Frontalière d’Israël et de Gaza, contrôlée sur le plan sécuritaire par le Hamas et sous blocus israélien, l’Egypte, premier pays arabe à avoir signé un traité de paix avec Israël en 1979, a souvent joué un rôle d’intermédiaire entre l’Etat hébreu et le Hamas.

Le porte-parole du ministère des Affaires étrangères, Badr Abdel Laty, a affirmé à l’AFP qu’il n’y avait « pas de médiation à proprement parler ».

« Les efforts diplomatiques égyptiens ont pour objectif de faire cesser immédiatement les agressions israéliennes et d’arrêter les violences et les représailles », a-t-il toutefois indiqué, ajoutant que « ces contacts n’avaient pas donné de résultat jusqu’alors ».

Le président égyptien de l’époque, l’islamiste Mohamed Morsi, depuis destitué par l’armée, avait alors dénoncé une « agression israélienne », envoyant son Premier ministre à Gaza en signe de soutien aux Palestiniens.

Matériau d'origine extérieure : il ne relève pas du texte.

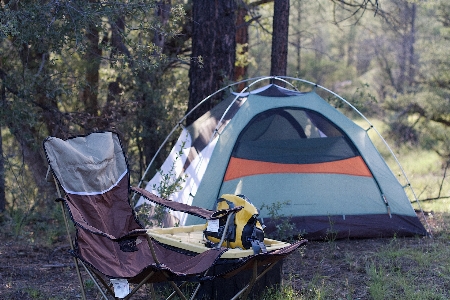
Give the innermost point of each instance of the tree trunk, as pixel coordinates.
(213, 51)
(89, 91)
(240, 69)
(278, 65)
(2, 160)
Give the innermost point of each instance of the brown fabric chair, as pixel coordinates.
(110, 242)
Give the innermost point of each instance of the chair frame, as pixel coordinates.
(105, 288)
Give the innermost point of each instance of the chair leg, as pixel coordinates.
(255, 277)
(83, 292)
(96, 283)
(139, 285)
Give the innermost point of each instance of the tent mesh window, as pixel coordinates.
(293, 136)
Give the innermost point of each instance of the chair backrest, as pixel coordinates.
(93, 172)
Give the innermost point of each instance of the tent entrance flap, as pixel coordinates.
(281, 145)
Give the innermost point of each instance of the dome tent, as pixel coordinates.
(276, 144)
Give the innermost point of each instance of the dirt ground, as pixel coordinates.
(29, 271)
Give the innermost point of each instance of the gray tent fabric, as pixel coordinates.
(87, 165)
(286, 146)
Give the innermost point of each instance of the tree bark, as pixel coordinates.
(278, 65)
(2, 161)
(213, 51)
(240, 69)
(89, 91)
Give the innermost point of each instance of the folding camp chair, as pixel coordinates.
(260, 263)
(110, 242)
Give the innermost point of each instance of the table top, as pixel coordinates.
(191, 238)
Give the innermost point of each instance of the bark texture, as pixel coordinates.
(213, 50)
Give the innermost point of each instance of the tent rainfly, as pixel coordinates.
(275, 144)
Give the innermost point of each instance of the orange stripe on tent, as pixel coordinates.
(239, 167)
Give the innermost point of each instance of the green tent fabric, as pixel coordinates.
(280, 145)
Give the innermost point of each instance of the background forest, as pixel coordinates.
(72, 67)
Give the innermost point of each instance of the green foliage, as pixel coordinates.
(153, 216)
(284, 227)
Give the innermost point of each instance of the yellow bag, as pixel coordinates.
(245, 232)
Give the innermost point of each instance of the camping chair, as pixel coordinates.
(110, 242)
(260, 263)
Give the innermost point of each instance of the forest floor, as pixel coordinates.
(33, 271)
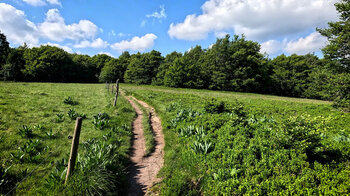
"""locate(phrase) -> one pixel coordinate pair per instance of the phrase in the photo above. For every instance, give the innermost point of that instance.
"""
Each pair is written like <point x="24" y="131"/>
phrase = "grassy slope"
<point x="183" y="165"/>
<point x="37" y="104"/>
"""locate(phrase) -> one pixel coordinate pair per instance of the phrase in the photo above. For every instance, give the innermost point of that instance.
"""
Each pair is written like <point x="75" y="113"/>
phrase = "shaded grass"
<point x="189" y="173"/>
<point x="147" y="130"/>
<point x="37" y="104"/>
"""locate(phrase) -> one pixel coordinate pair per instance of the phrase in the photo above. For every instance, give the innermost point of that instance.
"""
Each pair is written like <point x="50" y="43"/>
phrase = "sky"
<point x="113" y="26"/>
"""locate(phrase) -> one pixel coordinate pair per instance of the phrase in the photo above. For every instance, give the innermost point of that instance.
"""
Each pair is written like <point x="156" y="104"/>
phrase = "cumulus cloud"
<point x="97" y="43"/>
<point x="136" y="43"/>
<point x="158" y="15"/>
<point x="66" y="48"/>
<point x="54" y="2"/>
<point x="16" y="27"/>
<point x="106" y="53"/>
<point x="309" y="44"/>
<point x="42" y="2"/>
<point x="261" y="20"/>
<point x="271" y="47"/>
<point x="54" y="28"/>
<point x="312" y="43"/>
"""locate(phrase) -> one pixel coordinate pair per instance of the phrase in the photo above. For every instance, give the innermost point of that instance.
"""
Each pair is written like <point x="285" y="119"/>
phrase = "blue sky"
<point x="112" y="26"/>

Le chef d’Etat issu des Frères musulmans –auxquels le Hamas est lié– était parvenu à obtenir une trêve.

Mais sous la présidence de son successeur, l’ex-chef de l’armée Abdel Fattah al-Sissi qui l’a destitué, le Hamas a été interdit en Egypte, accusé d’avoir collaboré à des attentats dans le pays, tandis que l’armée annonce régulièrement avoir détruit des centaines de tunnels reliant Gaza sous blocus au Sinaï égyptien.

M. Sissi soutient fermement le président de l’Autorité palestinienne Mahmoud Abbas, à la tête de l’Organisation de libération de la Palestine (OLP), qui a récemment conclu un accord de réconciliation avec son rival du Hamas pour mettre fin à la division politique depuis 2007.

Un communiqué de la présidence égyptienne a fait état d’une conversation téléphonique tard mardi entre les deux dirigeants autour de la « situation qui se détériore sur le terrain ».